In a new update, NASA’s Jet Propulsion Laboratory explains that Voyager 2 recently sent back data that suggested it was being bombarded with more cosmic rays than it was used to. This is the same thing that happened to Voyager 1 when it finally broke out of our system’s heliosphere, which is the “vast bubble around the sun and planets dominated by solar material and magnetic fields,” according to NASA.

The data is a very strong hint that Voyager 2 is finally busting out of the Solar System once and for all, but NASA is quick to point out that it’s not a sure thing just yet.

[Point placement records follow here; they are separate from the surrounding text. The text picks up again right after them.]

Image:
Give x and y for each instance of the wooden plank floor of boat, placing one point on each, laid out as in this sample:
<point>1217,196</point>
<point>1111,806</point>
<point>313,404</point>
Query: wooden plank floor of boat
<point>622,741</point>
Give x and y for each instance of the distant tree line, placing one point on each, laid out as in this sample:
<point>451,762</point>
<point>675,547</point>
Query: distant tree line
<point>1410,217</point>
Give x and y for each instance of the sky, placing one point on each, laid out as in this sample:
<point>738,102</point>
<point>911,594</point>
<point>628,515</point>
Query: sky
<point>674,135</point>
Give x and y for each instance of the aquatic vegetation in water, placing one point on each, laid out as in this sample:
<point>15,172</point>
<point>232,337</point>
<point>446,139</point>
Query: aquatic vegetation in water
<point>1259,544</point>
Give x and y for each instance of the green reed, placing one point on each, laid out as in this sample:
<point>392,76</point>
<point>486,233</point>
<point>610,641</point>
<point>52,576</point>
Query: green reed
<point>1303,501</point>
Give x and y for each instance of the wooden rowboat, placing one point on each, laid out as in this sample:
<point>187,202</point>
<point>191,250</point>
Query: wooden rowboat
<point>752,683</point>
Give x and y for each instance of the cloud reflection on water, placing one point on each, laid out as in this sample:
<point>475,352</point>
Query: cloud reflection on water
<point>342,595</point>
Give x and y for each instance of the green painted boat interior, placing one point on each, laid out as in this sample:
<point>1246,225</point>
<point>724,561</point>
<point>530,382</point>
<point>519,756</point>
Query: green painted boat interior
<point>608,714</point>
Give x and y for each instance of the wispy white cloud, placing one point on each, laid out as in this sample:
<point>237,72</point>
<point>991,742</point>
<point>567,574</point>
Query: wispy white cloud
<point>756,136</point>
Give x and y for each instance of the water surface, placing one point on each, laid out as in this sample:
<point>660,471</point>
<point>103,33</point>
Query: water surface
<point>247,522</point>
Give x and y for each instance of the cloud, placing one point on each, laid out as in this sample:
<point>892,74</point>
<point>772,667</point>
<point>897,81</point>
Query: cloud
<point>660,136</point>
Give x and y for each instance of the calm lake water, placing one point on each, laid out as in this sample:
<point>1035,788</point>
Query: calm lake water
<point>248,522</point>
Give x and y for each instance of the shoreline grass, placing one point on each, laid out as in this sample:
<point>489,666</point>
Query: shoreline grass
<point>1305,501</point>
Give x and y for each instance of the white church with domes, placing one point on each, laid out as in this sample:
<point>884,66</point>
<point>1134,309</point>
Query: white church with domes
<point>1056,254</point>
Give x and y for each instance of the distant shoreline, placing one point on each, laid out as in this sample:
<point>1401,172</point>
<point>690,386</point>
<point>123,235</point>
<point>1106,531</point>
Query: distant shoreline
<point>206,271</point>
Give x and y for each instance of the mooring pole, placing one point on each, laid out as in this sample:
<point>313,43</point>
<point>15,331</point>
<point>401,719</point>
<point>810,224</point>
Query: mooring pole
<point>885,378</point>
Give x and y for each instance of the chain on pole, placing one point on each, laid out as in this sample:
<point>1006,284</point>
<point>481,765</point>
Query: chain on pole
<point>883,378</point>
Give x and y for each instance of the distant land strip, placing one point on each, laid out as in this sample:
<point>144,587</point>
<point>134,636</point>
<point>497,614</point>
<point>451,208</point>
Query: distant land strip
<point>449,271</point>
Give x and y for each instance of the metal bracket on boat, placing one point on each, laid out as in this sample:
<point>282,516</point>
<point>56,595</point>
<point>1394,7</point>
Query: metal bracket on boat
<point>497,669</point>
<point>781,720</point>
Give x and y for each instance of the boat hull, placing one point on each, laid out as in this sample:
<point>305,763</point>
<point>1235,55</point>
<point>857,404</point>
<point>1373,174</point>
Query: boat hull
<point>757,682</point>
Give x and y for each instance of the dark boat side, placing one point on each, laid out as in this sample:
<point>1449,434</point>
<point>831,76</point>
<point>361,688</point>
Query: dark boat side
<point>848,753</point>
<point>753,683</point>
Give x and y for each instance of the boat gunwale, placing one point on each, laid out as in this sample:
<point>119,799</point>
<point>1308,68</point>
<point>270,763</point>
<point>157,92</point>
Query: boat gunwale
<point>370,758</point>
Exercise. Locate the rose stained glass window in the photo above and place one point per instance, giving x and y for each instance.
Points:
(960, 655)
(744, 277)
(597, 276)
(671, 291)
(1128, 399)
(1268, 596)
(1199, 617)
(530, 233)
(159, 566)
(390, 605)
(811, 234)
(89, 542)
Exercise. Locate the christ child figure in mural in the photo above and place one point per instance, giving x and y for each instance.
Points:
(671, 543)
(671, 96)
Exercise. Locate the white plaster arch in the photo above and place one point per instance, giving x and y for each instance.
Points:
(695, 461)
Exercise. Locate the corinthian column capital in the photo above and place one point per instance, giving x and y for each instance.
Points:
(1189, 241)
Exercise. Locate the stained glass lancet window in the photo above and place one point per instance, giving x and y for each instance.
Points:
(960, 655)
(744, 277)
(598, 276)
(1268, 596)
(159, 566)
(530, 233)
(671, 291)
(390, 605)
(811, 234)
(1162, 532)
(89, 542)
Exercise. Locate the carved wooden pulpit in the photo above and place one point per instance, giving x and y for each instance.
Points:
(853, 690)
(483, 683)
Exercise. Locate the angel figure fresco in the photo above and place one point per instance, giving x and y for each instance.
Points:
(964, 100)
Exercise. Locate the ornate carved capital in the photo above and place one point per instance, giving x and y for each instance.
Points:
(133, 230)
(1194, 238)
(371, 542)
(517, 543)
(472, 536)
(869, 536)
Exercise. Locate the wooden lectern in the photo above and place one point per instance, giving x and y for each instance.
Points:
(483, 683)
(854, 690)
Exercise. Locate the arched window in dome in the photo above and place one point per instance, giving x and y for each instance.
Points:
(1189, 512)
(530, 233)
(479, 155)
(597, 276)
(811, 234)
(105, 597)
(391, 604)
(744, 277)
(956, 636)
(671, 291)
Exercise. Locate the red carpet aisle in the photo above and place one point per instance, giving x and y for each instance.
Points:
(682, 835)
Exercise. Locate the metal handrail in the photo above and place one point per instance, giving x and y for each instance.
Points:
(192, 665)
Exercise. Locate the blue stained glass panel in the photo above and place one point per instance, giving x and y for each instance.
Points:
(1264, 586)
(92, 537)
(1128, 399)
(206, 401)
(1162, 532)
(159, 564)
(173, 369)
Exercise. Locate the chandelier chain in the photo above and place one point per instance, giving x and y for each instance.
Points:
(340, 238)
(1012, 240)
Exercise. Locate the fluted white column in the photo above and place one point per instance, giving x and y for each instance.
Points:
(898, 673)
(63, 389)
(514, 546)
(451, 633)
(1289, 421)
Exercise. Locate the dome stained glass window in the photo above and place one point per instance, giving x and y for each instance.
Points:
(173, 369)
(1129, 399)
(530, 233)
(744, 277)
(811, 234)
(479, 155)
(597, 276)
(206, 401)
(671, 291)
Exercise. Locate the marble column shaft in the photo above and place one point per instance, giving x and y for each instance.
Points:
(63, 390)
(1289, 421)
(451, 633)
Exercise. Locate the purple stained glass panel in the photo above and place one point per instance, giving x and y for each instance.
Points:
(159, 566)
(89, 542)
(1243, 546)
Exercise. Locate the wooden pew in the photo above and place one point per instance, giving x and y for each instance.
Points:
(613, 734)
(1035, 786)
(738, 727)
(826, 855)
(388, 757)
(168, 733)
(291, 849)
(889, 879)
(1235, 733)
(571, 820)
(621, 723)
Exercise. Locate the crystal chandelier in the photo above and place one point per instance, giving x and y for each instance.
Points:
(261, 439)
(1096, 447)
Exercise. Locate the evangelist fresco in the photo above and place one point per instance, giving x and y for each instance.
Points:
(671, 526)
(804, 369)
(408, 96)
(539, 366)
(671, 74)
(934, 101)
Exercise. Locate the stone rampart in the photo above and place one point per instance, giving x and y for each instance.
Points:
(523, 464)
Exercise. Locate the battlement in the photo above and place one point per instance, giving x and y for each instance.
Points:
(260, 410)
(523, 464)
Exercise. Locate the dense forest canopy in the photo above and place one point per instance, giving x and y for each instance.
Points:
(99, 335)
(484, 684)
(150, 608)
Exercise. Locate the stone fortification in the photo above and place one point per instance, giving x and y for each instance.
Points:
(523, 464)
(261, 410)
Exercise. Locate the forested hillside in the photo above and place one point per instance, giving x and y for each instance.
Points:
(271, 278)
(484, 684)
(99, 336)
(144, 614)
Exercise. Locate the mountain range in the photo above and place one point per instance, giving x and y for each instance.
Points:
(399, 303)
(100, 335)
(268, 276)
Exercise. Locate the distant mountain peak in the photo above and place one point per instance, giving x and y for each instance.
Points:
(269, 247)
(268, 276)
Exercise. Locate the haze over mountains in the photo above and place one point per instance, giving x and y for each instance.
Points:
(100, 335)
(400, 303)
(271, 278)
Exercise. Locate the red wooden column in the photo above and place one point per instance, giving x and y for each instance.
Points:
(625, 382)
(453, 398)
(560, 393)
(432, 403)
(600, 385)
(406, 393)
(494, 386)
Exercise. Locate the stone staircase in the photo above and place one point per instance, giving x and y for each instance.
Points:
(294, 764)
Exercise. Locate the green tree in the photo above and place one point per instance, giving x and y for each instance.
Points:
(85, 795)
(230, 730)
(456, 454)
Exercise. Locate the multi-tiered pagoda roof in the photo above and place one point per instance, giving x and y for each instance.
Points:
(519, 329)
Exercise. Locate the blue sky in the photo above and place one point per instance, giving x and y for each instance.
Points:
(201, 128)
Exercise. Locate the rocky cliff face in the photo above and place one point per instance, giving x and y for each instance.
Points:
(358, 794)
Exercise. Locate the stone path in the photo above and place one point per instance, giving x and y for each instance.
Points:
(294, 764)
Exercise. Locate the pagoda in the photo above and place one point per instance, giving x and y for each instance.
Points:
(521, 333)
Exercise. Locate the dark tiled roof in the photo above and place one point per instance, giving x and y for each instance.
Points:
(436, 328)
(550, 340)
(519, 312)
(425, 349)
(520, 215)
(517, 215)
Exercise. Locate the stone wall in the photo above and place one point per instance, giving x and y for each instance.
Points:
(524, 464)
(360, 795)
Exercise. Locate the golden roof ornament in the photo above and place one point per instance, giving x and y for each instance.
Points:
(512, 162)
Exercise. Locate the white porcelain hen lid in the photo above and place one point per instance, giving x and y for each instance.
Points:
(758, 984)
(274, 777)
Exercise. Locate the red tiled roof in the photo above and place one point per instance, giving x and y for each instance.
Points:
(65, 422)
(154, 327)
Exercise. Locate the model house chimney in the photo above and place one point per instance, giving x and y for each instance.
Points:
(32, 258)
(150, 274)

Voyager team members note that the increase in cosmic rays is not a definitive sign that the probe is about to cross the heliopause. Voyager 2 is in a different location in the heliosheath — the outer region of the heliosphere — than Voyager 1 had been, and possible differences in these locations means Voyager 2 may experience a different exit timeline than Voyager 1.

Voyager 1 and Voyager 2 aren’t traveling in exactly the same direction, so it’s been difficult for NASA to predict when each spacecraft would officially being an interstellar journey in relation to the other. For now, the Voyager team is keeping a close eye on the data in hopes of confirming that Voyager 2 has reached the heliopause, which is the boundary where the Solar System essentially “ends.”

“We’re seeing a change in the environment around Voyager 2, there’s no doubt about that,” Voyager Project Scientist Ed Stone said in a statement. “We’re going to learn a lot in the coming months, but we still don’t know when we’ll reach the heliopause. We’re not there yet — that’s one thing I can say with confidence.”